(September 16, 2010 at 1:05 pm)tackattack Wrote:(September 13, 2010 at 6:31 pm)theVOID Wrote:
I am not farmiliar with the arguement and don't really have time to research it. I think I stopped at post 12, only for time constraints, but here's my opinion on the OP.
It is an uninformed dichotomy and given the options present I would choose 1. I believe 2 is also true. Morality, however as this is leading to is, is defined as subjective morality while we're trying to explain that God is an objective morality thus it's more along the lines of an equivocation fallacy. I don't get my subjective morals from God, but from myself. Then there are societal morals by which a society calls itself civilized. I do however model my morality towards the objective moraility of God rather to the shifting virtues of society.

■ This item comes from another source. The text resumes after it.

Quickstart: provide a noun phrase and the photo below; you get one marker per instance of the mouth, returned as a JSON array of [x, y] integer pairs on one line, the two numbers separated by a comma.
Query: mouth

Thanks for actually answering the question coherently, you could teach these theist kids a thing or two

Let shift this explicitly to authoritative morality - Is god the authoritative and final source for what is morally good? I know you get your morality from yourself, this is a given and acknowledges your morality is not necessarily that of God, but when this is considered "wrong" morality rather than "subjective" morality, do you still see all final decisions about what is morally good and morally evil down to the judgement of God?
And if that is the case then would it be fair to say that because morality is judged by God if there were a hypothetical god who judged rape moral then in that possible world rape would in fact be moral? Or perhaps a more close-to-home example, If Yahweh does actually think eating shellfish is immoral does this actually make eating shellfish immoral?